The President of the Ghana Bar Association, Mr. Benson Nutsukpui, has called on the Judicial Council to be bold and punish judges who administer bad judgements.

According to the Bar Association, bad judgements make it difficult for the citizenry to repose confidence in the judicial system of the country. The Chronicle would even add that bad judgements by judges, potentially, can destroy the nation.

The Bar Association has also commended the Judicial Council for reverting the process of promoting and recruiting judges to the old system that acknowledges experience instead of written exams.

It is very refreshing for The Chronicle to hear the Bar Association making such a bold call on the Judicial Council.

We say so, because the judiciary plays an integral part in our democratic dispensation, and any move by individual or group of people to put the judiciary on track to administer justice in the supreme interest of the country is most welcome.

The Chronicle has had countless complaints from citizens who have, at one time or the other, been handed verdicts by judges which appear to be lopsided.

We strongly believe that the Judicial Council should take bold and decisive steps to strengthen the High Court bench.

This is so, because the practice of assigning Court of Appeal judges as additional High Court judges, in most cases, to handle perceived high profile cases, entrenches the perception of a weak High Court bench.

Without mincing words, we, at The Chronicle, would like to state that indeed, there is the urgent need to sanction judges who deliver truly atrocious judgments not befitting of the high office of High Court judges.

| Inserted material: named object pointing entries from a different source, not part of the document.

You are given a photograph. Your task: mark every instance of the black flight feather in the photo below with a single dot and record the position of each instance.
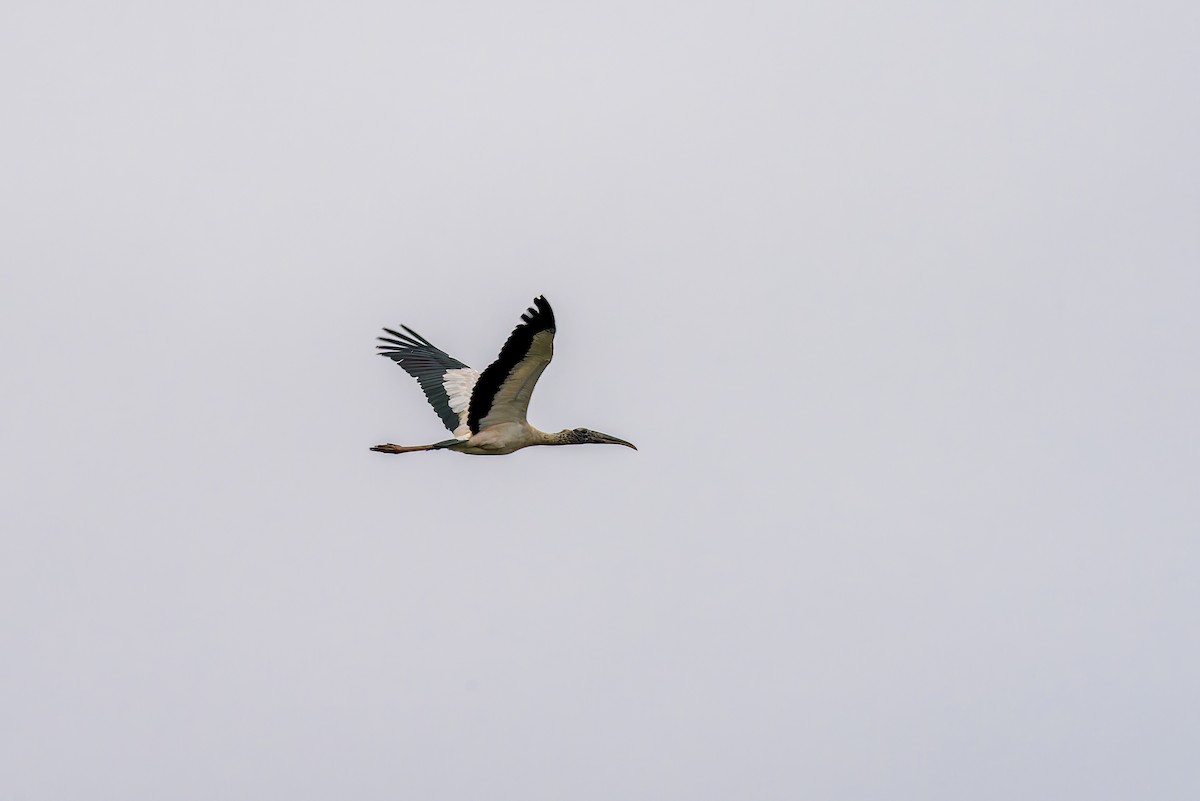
(427, 365)
(538, 318)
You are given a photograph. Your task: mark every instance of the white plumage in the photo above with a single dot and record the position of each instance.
(486, 411)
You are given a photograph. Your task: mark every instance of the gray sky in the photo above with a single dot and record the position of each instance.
(898, 300)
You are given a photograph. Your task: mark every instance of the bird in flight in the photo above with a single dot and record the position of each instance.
(486, 411)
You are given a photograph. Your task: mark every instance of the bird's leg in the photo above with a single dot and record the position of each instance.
(401, 449)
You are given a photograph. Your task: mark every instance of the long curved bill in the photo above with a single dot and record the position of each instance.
(605, 439)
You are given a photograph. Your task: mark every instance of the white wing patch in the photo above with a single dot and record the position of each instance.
(459, 385)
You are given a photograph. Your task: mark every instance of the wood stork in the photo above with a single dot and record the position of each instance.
(486, 411)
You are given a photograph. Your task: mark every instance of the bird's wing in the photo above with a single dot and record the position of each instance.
(445, 380)
(502, 393)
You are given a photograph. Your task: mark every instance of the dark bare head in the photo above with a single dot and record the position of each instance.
(586, 437)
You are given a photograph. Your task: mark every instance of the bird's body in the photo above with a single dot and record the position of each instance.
(486, 411)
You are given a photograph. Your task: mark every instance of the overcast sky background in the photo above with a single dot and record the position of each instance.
(898, 301)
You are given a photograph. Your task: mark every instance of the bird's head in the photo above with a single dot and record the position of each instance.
(586, 437)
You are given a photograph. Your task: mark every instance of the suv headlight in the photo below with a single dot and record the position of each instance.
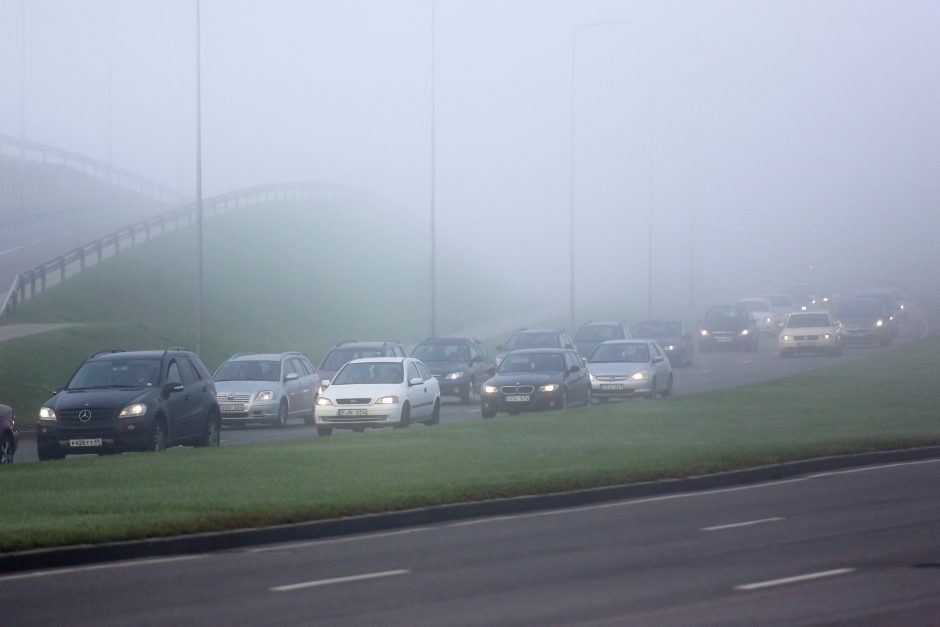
(137, 409)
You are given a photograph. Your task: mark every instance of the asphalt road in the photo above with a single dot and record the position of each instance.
(850, 547)
(710, 371)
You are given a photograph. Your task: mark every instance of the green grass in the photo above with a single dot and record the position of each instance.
(887, 401)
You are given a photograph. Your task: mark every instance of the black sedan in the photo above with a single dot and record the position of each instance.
(534, 379)
(8, 435)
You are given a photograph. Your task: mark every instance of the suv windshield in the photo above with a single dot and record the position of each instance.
(533, 340)
(620, 353)
(116, 372)
(533, 362)
(365, 373)
(653, 330)
(249, 370)
(599, 333)
(442, 352)
(808, 320)
(338, 357)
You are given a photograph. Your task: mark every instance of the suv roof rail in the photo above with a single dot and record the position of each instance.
(108, 351)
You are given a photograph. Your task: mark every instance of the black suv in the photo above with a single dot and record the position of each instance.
(131, 401)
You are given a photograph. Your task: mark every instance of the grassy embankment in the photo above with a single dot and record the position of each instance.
(295, 276)
(887, 401)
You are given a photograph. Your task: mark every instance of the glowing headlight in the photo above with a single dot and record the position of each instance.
(137, 409)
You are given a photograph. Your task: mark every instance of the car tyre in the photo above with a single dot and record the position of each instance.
(6, 449)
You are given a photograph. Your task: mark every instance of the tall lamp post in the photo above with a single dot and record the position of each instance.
(572, 164)
(199, 263)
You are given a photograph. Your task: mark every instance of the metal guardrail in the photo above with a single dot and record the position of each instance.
(41, 153)
(34, 281)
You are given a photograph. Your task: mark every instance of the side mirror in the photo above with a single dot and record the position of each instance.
(172, 388)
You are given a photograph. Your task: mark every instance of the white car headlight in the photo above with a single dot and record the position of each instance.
(137, 409)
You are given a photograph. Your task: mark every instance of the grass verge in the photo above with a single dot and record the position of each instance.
(887, 401)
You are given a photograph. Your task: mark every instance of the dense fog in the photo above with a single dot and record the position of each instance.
(771, 143)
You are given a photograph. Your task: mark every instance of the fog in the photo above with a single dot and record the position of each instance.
(769, 142)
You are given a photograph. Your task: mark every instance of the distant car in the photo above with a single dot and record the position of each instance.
(810, 332)
(864, 320)
(728, 326)
(762, 312)
(131, 401)
(379, 392)
(534, 379)
(628, 368)
(591, 334)
(534, 338)
(459, 364)
(671, 335)
(8, 434)
(349, 350)
(271, 388)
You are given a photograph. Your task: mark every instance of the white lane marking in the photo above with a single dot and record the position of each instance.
(747, 523)
(780, 582)
(329, 582)
(81, 569)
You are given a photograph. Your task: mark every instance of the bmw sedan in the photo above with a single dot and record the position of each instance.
(528, 380)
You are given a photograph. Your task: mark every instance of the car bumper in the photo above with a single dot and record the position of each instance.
(374, 416)
(536, 401)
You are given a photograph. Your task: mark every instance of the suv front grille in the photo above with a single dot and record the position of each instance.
(96, 415)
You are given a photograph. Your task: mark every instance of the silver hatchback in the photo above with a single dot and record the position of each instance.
(266, 387)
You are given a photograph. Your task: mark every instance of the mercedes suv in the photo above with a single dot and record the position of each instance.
(130, 401)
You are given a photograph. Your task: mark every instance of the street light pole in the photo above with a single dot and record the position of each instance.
(199, 257)
(433, 277)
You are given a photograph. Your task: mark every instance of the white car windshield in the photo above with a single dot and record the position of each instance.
(366, 373)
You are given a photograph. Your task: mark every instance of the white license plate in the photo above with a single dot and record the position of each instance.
(353, 412)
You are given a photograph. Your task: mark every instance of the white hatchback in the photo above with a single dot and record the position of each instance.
(378, 392)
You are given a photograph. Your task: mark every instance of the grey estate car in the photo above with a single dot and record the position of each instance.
(266, 387)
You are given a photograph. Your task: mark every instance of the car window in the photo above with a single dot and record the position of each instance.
(425, 374)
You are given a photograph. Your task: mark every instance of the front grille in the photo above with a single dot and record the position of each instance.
(98, 415)
(233, 398)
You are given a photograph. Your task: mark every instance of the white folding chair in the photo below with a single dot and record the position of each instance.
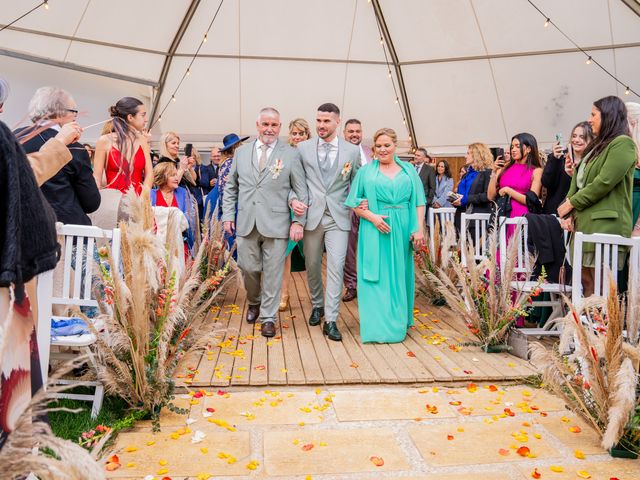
(480, 222)
(606, 260)
(523, 267)
(443, 215)
(76, 291)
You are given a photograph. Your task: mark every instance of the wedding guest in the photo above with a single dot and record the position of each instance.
(599, 198)
(353, 134)
(444, 185)
(392, 227)
(299, 131)
(72, 192)
(554, 177)
(122, 158)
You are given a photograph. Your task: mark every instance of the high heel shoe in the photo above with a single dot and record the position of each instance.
(284, 303)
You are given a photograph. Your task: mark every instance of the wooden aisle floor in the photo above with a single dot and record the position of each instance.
(434, 350)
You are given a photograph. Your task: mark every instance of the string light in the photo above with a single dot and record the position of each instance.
(589, 59)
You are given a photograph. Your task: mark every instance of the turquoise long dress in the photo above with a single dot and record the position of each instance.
(385, 261)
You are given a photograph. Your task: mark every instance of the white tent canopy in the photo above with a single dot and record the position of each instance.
(471, 70)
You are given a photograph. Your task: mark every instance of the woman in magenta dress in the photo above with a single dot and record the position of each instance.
(521, 175)
(122, 159)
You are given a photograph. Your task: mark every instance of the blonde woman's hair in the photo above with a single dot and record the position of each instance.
(482, 158)
(166, 138)
(162, 172)
(300, 124)
(389, 132)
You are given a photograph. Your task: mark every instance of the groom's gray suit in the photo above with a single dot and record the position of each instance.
(328, 219)
(264, 218)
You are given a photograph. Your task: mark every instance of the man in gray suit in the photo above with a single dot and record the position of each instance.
(330, 164)
(262, 177)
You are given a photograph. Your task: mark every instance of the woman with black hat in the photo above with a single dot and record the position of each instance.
(231, 143)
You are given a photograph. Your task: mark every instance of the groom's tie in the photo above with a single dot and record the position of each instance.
(263, 157)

We are glad that the Bar has given the assurance it would ensure that persons recommended by the association to the bench are of proven integrity and standard befitting the high office.

This, we believe, would strengthen the justice delivery system, which, ultimately, goes to enhance our democracy.

The Chronicle would like to sound a note of caution that if we fail, as a nation, to strengthen our judicial system, the very fabric of our society would crumble, and the consequences would not be palatable for anyone to write about.

We appreciate efforts by the Chief Justice, the Minister of Justice and Attorney to improve justice delivery as a way of building a stronger, trusted society.

But, we would quickly add that let us not forget that all projects undertaken to digitise and automate the judicial system in Ghana to enhance efficiency in justice delivery, would bear not fruit if the key players in the judicial system, the judges, do not deliver to the letter.

In the light of the above, The Chronicle would appeal to our judges to endeavour to uphold the integrity of the profession, which holds the key to building a society that would dignify human existence.